No more algae but still some funk. Once the plants re- established i got strong growths, spikes and roots coming out of the bottom of the pots.


----------



## NYEric (Apr 9, 2021)

Hmmm, a picture is worth...
how do you keep the leca moist?


----------



## Silverwhisp (Apr 9, 2021)

Any idea why one almost never sees this cross referred to, at least in the US, under its RHS name, Phrag. Ainsworthii?


----------



## SlipperKing (Apr 10, 2021)

Silverwhisp said:


> Any idea why one almost never sees this cross referred to, at least in the US, under its RHS name, Phrag. Ainsworthii?


I have no good answer for your question. I know of the name Ainsworthii syn Calurum. All I can say of this ancient cross is, it predates the internet so sharing photos and names was limited to publications and local phrag growers. Currently there are very few growers of this cross i would imagine thus not posted on the web.
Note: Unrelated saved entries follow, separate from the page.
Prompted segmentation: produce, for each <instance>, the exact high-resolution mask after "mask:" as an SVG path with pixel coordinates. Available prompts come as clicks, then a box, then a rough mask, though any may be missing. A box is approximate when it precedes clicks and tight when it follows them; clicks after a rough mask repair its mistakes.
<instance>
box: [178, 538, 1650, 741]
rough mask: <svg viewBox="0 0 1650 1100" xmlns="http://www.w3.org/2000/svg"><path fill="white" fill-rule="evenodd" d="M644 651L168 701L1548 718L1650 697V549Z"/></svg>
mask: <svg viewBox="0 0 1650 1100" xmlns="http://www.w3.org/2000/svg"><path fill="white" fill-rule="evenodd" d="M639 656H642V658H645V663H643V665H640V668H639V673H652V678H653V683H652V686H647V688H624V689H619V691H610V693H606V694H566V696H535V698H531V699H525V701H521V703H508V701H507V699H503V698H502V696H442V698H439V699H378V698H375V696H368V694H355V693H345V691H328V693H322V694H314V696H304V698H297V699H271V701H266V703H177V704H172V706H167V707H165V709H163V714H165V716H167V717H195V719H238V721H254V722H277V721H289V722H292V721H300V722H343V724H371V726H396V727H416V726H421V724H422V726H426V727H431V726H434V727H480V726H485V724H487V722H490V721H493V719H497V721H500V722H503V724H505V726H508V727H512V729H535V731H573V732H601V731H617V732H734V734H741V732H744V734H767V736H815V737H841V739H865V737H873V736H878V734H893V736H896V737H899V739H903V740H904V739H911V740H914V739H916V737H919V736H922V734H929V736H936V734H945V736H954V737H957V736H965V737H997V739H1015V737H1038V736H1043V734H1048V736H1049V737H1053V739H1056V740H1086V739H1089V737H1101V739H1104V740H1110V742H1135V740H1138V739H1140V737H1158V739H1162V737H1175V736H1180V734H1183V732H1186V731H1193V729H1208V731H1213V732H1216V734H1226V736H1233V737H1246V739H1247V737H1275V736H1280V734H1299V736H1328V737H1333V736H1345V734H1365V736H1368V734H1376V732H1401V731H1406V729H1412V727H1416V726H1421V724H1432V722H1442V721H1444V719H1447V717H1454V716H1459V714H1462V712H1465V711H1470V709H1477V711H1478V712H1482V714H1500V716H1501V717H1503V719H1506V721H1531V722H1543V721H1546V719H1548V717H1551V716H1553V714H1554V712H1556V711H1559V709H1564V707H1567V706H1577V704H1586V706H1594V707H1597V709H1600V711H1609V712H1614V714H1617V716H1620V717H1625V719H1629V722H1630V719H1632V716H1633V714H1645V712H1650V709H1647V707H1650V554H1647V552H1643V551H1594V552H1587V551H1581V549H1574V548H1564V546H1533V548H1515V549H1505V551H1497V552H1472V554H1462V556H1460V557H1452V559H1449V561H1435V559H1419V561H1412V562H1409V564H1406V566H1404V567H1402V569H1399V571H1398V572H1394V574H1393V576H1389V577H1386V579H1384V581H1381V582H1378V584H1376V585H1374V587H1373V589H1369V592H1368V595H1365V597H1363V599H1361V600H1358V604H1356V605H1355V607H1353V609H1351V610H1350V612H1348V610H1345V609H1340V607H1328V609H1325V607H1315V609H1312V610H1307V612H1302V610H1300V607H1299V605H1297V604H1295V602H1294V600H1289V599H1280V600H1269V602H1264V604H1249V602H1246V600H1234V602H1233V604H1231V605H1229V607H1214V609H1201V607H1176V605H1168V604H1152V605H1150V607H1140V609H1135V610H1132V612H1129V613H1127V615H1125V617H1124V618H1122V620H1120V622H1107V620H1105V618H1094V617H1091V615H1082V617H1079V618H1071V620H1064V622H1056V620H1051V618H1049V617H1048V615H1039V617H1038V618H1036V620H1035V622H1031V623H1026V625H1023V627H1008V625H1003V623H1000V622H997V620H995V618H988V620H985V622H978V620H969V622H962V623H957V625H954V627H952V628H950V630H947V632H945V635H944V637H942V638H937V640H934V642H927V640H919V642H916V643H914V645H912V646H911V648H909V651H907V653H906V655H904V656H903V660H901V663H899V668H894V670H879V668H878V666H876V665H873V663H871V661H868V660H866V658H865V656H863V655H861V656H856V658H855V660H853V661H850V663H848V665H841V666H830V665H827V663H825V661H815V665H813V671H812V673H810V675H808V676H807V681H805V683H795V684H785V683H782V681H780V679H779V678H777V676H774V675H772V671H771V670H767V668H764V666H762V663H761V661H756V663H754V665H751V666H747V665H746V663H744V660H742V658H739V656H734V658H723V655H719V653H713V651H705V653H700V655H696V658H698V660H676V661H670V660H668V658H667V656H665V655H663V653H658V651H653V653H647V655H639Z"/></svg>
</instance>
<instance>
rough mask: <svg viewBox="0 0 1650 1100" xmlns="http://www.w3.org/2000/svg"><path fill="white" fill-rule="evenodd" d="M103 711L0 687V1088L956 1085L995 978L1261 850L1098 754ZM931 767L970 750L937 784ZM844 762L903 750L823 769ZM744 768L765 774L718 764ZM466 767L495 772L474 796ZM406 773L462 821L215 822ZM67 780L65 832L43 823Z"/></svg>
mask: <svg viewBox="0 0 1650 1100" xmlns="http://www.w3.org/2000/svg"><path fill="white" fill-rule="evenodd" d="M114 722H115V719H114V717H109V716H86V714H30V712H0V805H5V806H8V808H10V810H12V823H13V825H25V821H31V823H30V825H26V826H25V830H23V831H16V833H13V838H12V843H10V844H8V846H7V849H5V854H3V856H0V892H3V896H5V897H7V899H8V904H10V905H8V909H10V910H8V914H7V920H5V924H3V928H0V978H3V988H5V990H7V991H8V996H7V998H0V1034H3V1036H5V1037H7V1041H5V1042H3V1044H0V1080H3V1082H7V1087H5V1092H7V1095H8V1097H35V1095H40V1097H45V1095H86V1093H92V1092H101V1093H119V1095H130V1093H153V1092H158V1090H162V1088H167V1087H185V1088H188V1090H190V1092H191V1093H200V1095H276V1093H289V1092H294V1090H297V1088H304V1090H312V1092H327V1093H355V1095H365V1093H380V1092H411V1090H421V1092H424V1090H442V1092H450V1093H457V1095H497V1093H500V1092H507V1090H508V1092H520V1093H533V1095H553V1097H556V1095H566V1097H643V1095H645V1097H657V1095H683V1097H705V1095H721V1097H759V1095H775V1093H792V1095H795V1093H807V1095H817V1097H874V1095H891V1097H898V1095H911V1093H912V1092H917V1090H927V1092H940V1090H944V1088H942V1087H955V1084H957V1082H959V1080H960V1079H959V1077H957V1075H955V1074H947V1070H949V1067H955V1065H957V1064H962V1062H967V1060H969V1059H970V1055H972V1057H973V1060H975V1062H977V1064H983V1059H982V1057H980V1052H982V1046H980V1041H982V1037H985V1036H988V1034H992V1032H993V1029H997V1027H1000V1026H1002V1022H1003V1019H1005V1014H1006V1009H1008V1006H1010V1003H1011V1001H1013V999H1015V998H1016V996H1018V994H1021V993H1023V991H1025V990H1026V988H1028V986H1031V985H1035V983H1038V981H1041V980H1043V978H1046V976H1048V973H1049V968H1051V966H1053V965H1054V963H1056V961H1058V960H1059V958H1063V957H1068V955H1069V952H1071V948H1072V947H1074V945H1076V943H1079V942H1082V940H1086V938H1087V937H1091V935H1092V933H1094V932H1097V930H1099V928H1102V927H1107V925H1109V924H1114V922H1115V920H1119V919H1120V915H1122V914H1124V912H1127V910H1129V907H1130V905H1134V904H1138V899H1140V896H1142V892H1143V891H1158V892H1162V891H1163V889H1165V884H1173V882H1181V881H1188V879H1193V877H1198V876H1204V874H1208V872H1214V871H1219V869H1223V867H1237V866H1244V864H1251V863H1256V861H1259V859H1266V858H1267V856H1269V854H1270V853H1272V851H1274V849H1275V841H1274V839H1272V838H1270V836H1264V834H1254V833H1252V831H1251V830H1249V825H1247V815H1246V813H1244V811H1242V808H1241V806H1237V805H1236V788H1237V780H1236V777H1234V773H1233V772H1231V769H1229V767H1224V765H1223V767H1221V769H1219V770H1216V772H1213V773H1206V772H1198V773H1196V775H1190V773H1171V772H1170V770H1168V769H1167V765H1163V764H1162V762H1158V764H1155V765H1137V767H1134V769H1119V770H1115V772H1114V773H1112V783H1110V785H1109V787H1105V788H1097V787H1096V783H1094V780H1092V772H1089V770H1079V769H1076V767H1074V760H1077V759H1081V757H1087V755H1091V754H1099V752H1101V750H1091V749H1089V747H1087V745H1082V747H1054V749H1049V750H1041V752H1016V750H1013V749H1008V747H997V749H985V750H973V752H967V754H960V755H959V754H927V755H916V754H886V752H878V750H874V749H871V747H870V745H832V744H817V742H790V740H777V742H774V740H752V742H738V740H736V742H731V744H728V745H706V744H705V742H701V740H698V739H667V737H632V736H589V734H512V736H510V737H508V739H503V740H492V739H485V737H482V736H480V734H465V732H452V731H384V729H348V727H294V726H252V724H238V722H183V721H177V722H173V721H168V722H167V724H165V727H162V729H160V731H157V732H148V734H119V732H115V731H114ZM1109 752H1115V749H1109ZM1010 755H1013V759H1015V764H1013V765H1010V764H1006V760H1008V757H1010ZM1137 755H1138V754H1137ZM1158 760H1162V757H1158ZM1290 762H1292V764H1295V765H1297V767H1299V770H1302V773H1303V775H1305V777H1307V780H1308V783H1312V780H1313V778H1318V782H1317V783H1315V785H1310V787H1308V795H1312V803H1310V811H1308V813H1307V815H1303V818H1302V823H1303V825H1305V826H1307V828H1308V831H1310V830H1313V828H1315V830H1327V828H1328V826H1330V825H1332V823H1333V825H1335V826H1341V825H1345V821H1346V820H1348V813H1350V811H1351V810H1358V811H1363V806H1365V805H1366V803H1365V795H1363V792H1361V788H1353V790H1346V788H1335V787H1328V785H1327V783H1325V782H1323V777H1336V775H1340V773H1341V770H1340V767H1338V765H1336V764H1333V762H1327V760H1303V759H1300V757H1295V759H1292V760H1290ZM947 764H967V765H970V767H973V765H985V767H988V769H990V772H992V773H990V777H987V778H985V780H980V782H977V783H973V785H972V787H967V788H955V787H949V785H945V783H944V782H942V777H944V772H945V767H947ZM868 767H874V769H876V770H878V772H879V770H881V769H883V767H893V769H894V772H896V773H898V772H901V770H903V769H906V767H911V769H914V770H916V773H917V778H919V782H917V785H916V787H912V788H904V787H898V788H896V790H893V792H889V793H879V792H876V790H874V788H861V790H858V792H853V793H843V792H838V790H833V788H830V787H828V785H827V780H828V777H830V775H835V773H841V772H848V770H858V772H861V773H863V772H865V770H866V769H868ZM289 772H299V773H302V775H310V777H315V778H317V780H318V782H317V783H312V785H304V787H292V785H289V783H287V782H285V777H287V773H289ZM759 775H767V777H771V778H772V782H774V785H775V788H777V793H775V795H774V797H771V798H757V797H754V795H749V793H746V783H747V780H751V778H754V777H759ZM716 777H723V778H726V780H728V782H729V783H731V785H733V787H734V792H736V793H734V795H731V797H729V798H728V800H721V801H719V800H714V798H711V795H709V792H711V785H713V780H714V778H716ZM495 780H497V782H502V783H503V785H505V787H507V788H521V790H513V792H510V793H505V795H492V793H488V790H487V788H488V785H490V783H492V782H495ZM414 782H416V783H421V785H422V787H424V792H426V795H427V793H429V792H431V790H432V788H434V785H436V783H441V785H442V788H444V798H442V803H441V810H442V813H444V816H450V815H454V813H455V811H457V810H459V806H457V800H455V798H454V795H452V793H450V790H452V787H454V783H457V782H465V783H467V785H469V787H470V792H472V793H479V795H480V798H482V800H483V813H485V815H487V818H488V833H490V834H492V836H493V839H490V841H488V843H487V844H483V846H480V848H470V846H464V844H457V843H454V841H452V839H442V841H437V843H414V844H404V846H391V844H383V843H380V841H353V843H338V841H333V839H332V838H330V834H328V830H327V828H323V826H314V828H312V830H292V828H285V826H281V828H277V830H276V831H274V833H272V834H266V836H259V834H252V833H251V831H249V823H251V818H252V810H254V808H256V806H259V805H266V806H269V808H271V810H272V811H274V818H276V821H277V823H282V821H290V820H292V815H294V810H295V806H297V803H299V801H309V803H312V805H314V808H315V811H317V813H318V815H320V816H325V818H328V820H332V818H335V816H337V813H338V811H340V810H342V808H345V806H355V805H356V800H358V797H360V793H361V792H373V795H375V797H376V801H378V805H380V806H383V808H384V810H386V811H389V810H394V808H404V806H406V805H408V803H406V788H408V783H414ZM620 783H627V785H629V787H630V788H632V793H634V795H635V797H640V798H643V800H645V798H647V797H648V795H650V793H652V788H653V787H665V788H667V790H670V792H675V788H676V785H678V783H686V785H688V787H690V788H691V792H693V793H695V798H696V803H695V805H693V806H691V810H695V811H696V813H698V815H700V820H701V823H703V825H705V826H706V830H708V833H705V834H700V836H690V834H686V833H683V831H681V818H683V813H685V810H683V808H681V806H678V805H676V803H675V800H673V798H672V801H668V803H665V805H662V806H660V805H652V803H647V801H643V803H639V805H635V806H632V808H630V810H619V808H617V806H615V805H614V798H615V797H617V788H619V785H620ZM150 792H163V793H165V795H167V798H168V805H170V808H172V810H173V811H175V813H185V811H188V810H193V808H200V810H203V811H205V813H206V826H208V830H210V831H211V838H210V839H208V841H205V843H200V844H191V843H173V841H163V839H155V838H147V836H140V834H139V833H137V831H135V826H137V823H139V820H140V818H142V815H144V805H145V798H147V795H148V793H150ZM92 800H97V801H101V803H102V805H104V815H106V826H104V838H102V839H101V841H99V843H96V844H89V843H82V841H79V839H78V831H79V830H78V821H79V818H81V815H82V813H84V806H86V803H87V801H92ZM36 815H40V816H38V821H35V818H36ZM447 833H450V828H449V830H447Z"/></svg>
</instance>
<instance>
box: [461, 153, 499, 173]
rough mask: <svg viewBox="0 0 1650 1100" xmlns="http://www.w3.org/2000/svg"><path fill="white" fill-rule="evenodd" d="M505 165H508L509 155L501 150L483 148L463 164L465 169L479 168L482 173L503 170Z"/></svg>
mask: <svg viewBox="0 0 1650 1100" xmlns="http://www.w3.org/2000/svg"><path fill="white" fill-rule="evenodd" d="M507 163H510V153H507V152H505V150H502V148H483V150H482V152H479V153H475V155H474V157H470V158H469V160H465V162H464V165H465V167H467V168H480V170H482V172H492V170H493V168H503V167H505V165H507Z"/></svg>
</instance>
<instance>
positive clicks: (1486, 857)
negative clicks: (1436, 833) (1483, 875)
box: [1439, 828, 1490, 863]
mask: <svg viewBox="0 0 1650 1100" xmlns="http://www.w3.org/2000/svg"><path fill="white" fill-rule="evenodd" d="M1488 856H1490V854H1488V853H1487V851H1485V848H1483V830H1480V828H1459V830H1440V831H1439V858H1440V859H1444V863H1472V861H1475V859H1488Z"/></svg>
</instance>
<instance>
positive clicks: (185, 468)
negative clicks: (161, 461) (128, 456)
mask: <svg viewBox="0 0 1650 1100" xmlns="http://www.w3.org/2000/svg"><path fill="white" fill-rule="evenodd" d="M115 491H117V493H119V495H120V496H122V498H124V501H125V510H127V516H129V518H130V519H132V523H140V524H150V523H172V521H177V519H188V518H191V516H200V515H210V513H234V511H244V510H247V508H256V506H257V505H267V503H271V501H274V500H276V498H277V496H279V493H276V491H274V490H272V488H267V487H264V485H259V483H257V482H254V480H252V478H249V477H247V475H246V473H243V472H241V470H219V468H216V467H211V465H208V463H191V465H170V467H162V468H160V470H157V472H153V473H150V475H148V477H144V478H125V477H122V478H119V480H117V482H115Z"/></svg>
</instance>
Which would account for loss of alternate names. Just a guess, I don't know. I'm probably the only one posting this cross here on ST.


NYEric said:


> Hmmm, a picture is worth...
> how do you keep the leca moist?


I guess I need to post a few pics of this setup. I guess the water wicks up the leca the same as if the plant was in a semi hydro pot.


----------



## SlipperKing (Apr 10, 2021)

I did do a search and the last time Calurum was posted here was 2019, a few in 2015,14 and 2010


----------



## Silverwhisp (Apr 11, 2021)

Thanks, Rick. I have a division of ”Calurum ‘Victoria Bagenet’ CCM/AOS” from LeNguyen’s Garden that I‘m hoping will bloom this year.


----------



## NYEric (Apr 12, 2021)

Wow, the water wicks up without a reservoir!


----------



## SlipperKing (Apr 15, 2021)

Eric, when I said solid trays above I should of explained, solid as in no drain holes. The trays hold right around 2 inches of water.


----------



## awesomei (Apr 16, 2021)

I have all of my phrags in trays with one inch of water. I took standard solid trays and melted howls in the side walls at 1 inch. Here are a few images of my Calurum.
George


----------



## SlipperKing (Apr 18, 2021)

Very nice George. See Eric, George has another way of getting semi hydro growing conditions. I don't put any holes in so I have a higher level of water in the individual pots


----------



## NYEric (Apr 19, 2021)

Wait, there has to be a drain hole in the pot's bottom, and if so, it's sitting in water. AKA semi-hydro. Texan messing with my small mind!


----------



## awesomei (Apr 19, 2021)

Eric,
You should know no good Texan with mess with a NYC dude's small mind?????


----------



## SlipperKing (Apr 20, 2021)

That is correct Mr Eric. That's why I referred to it as modified SH.
Allot grow phrags on shallow trays/plates. This is not shallow at 2.25 inches.


----------



## abax (Apr 25, 2021)

Silverwisp, you're gonna love Victoria. I have a division of the same plant from the
same source and it's gorgeous.


----------



## NYEric (Apr 26, 2021)

SlipperKing said:


> That is correct Mr Eric. That's why I referred to it as modified SH.
> Allot grow phrags on shallow trays/plates. This is not shallow at 2.25 inches.


So tempted to make crude "2.25 is shallow" bathroom joke! Must resist...


----------



## Silverwhisp (Apr 26, 2021)

abax said:


> Silverwisp, you're gonna love Victoria. I have a division of the same plant from the
> same source and it's gorgeous.


Oh yay! Thanks for the info. Actually, she just started putting up a sheath.


----------



## eaborne (Apr 28, 2021)

The plants look beautiful and are loving those conditions!


----------



## alex.sorensen51 (Apr 29, 2021)

personally,I like the clear glass,and trays, as you can see what is going on....mine like the algae,even though I flush it now and then


----------